TAYLORS — Their stomachs were growling, but that didn’t distract them from the message.
“This is our way of doing our part to help people who are in need,” said Patrick Haller, speaking for around 70 fellow high school students who were in the final two of hours of their 24-hour food fast at Prince of Peace Church.
The students raised around $2,000, with a $2,000 match from Prince of Peace, for Catholic Relief Services, a worldwide organization that assists the world’s poor and disadvantaged.
The teens collected money by getting members of their parishes and others to sponsor them during the food fast.
Teens from the Piedmont Deanery have been holding the annual fast for the past six years; the first two were a parish-sponsored event at
St. Mary Magdalene in Simpsonville, and the last four were deanerywide.
This year there were teens from the Greenville County parishes of Prince of Peace, St. Mary Magdalene, St. Elizabeth Ann Seton, St. Mary, St. Anthony and Our Lady of the Rosary; from St. Andrew in Clemson, St. Paul the Apostle in Seneca, and St. Francis in Walhalla.
Erin Cencula, youth minister at Prince of Peace, said students began fasting on their own about 90 minutes before they gathered at the church. They celebrated the end of the fast with a Eucharistic liturgy and a pot-luck supper with their families.

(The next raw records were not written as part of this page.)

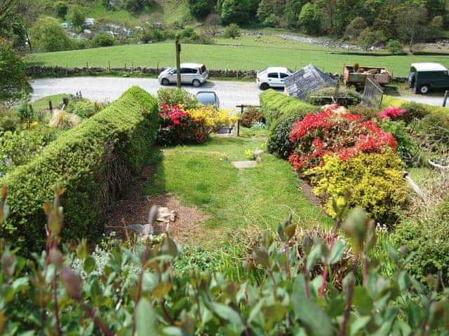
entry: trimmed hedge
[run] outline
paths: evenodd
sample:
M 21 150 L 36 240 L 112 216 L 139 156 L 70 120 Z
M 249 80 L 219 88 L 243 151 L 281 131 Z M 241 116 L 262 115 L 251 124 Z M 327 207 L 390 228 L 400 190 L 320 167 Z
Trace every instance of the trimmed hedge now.
M 46 239 L 44 202 L 55 186 L 65 188 L 64 239 L 95 239 L 109 209 L 138 172 L 154 144 L 157 102 L 138 87 L 114 104 L 60 136 L 28 164 L 0 181 L 8 189 L 11 207 L 0 233 L 27 252 Z
M 429 105 L 427 104 L 422 103 L 413 103 L 408 100 L 401 99 L 395 97 L 384 95 L 382 99 L 382 104 L 380 106 L 381 109 L 387 108 L 390 106 L 400 107 L 401 108 L 406 108 L 407 106 L 410 104 L 419 106 L 420 108 L 427 110 L 429 113 L 434 113 L 435 112 L 443 112 L 447 115 L 449 115 L 449 108 L 434 106 L 433 105 Z
M 314 113 L 319 109 L 309 103 L 292 98 L 272 89 L 260 94 L 260 105 L 267 124 L 272 126 L 281 117 L 302 115 Z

During the 24-hour fast, the students watched and discussed a video supplied by CRS on HIV/AIDS awareness. It included stories of people living with the disease in Zimbabwe and Uganda and the stigma and discrimination they and others face.
The discussion was followed by a benediction, reconciliation and an all-night prayer vigil, where the teens paired off for half-hour prayer sessions from midnight until 8 a.m. the next morning.
“I think a lot of people found that to be very powerful,” Brittany Cencula, 17, said. “It was exciting to see that all play out.”
Kelly McCorkle, the reigning Miss South Carolina and a Greenville native, spoke to the teens on Special Olympics, an international organization that works to empower individuals with mental retardation through sports training and competition.
The teens also performed short skits on Catholic social teaching.
CRS, which also sponsors the annual Operation Rice Bowl during Lent, was founded in 1943 by the U.S. Catholic Bishops to assist the poor and disadvantaged outside this country.
It works to educate Americans to fulfill their moral responsibilities toward people around the world by helping the poor, working to remove the causes of poverty and promoting social justice.
The organization is currently assisting victims of the recent earthquake in Mexico.